Feels a bit mean I have to agree.

Devilishpyjamas Tue 26-Jan-16 07:06:58

That is mean! Of course you should be invited. Doesn't sound as if you've been there long enough to be actively avoided OP.

GruntledOne Tue 26-Jan-16 07:16:49

Ask someone whether you're expected to go, given that it seems to be a departmental thing.

Dreamonastar Tue 26-Jan-16 07:28:22

It's about six people? No, we don't have to stay to answer phones as we aren't an office smile

It just makes me feel a bit rubbish but no matter, worse things happen at sea.

hesterton Tue 26-Jan-16 07:31:57

It's certainly thoughtless but unlikely to be personal.

I think you are best to stay cheerful but not invest too much emotionally on these people. I suspect things will change as they get to know you anyway. You sound very rational and sensible. flowers

Dreamonastar Tue 26-Jan-16 07:34:33

Thank you smile Yeah, logically now I feel fine about it and think they just need to get to know my loveliness (!) but when I'm sitting in the office alone I feel all boo-hoo about it [grin

DetonationStation Tue 26-Jan-16 07:41:02

I think so. Having experienced that workplace exclusion albeit 15 years ago, its stuck with me. Horrible feeling

They just may not have realised/head in the sand/ignorant/not sure how to make people feel welcome and if so, is that the type of work colleague you want to spend unpaid time with?

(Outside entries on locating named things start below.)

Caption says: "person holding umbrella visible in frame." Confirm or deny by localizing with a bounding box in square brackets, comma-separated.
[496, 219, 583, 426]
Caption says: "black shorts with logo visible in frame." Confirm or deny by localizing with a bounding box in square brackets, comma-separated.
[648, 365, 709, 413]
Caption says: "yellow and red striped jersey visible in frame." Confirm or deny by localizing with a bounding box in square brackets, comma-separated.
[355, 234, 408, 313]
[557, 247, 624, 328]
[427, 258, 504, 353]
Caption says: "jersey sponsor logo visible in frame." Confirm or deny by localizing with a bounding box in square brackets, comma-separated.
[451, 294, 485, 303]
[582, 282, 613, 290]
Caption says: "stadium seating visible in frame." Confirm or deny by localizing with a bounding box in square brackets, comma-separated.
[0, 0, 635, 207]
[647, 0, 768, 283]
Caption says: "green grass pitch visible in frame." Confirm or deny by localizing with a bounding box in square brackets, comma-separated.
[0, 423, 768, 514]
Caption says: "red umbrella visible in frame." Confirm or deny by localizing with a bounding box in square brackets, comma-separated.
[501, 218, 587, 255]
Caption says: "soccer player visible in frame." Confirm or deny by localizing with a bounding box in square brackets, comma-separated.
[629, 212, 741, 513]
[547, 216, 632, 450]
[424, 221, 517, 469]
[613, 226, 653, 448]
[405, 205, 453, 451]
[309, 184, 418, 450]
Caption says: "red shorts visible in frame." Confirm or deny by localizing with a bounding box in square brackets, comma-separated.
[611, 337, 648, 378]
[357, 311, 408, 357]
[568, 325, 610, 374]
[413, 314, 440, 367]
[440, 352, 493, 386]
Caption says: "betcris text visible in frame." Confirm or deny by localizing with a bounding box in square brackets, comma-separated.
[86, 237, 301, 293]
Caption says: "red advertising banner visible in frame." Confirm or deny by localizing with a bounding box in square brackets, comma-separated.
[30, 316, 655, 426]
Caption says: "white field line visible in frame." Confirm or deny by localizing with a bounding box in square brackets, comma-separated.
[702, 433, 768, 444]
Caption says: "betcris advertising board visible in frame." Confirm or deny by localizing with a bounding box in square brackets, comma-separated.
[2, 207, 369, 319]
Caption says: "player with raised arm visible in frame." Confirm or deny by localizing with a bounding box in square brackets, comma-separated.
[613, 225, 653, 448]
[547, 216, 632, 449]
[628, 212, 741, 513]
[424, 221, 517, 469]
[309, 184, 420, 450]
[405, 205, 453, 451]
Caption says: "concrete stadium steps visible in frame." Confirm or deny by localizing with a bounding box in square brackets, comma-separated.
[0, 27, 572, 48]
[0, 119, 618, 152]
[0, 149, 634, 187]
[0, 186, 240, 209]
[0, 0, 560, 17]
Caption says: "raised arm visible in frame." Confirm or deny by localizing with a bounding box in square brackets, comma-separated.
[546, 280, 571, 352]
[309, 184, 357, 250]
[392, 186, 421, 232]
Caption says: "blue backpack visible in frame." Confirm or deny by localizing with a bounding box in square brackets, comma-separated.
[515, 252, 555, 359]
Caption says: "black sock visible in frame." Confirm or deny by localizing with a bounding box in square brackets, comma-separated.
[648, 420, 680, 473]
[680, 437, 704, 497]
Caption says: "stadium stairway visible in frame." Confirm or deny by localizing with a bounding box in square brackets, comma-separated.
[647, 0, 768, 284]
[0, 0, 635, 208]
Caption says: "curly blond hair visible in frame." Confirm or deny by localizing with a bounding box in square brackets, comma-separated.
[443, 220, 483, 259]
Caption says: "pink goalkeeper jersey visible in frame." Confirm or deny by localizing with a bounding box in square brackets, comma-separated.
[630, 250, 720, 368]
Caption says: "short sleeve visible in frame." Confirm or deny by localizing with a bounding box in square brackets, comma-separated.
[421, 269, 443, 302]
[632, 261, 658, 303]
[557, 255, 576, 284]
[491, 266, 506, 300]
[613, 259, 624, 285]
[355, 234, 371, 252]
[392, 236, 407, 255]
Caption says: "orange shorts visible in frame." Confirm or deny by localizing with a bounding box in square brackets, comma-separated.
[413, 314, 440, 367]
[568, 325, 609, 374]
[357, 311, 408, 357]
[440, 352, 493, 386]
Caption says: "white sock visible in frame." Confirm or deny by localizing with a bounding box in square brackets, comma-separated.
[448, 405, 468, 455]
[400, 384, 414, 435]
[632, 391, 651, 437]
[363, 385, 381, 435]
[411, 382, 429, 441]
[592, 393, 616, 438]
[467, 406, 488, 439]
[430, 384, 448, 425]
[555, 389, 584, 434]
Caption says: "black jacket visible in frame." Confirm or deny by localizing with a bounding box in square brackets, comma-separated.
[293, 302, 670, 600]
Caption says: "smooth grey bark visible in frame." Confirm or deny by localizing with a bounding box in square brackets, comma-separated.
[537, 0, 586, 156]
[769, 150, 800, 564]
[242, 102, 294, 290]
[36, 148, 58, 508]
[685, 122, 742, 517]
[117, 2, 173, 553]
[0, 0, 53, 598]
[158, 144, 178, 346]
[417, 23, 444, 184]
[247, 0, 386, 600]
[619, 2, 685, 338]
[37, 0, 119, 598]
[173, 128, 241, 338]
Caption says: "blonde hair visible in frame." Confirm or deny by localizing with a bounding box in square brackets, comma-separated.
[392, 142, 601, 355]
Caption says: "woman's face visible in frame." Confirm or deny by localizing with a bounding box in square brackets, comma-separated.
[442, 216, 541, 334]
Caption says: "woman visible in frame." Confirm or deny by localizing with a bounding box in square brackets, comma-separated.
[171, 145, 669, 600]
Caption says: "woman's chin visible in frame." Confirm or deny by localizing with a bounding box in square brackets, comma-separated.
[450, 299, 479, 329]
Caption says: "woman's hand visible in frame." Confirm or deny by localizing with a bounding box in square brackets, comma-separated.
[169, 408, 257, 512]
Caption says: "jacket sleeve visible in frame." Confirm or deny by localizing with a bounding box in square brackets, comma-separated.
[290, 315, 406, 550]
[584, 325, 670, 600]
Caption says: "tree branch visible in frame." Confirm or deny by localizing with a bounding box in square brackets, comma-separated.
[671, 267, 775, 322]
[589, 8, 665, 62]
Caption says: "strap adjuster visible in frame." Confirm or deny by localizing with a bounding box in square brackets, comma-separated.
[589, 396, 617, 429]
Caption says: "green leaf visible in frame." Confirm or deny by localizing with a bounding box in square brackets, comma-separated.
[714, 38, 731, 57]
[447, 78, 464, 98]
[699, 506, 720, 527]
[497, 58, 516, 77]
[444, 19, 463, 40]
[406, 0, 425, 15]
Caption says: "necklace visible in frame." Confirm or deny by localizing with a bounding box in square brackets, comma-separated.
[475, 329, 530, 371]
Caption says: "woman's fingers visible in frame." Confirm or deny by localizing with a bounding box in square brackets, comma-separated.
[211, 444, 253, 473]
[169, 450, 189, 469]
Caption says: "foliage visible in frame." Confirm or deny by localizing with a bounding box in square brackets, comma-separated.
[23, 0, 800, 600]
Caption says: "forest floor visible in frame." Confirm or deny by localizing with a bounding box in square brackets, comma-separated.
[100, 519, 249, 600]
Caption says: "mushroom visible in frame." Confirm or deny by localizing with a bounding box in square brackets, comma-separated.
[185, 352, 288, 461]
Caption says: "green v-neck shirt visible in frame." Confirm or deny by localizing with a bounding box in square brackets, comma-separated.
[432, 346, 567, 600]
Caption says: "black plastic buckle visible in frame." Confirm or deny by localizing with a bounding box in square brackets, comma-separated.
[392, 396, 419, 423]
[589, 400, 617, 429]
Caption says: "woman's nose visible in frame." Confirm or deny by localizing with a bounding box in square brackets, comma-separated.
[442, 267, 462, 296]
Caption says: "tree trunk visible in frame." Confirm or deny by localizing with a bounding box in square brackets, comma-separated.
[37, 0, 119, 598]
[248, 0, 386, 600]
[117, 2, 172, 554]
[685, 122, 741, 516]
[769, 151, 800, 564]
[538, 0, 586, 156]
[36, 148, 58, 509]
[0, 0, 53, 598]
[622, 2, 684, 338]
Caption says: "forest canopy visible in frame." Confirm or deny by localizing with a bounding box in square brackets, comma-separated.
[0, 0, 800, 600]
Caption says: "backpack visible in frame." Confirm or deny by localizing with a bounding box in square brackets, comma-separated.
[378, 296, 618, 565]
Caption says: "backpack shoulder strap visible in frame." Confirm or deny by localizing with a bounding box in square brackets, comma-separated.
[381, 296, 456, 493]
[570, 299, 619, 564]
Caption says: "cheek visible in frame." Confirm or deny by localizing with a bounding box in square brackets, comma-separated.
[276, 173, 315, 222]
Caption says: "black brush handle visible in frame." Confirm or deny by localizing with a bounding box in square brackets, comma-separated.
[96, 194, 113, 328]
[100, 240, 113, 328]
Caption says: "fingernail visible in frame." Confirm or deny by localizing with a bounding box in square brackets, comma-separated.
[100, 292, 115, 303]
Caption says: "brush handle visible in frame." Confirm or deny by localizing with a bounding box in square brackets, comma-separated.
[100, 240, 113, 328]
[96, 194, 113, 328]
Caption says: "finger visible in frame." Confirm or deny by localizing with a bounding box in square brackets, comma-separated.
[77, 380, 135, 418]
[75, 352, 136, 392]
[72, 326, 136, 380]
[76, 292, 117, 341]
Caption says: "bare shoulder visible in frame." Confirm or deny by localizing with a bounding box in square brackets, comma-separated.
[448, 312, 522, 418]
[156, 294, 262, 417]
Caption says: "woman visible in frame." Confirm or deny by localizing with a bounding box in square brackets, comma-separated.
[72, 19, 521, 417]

DetonationStation Tue 26-Jan-16 07:41:55

First part - ignore the "I think so" as I meant to say YANBU

MackerelOfFact Tue 26-Jan-16 07:48:44

I bet they use the lunch as a massive moan-fest about management, workload, Sonia in accounts, people leaving mouldy cheese in the fridge or pubes on the toilet seat, Nigel in IT - all the usual workplace gripes - and they don't want to indoctrinate you into their jaded ways just yet.

At least this is why I have been guilty of excluding new colleagues before. Giving them a chance to form their own opinion before they spend their lunchtime listening to us slag everything off!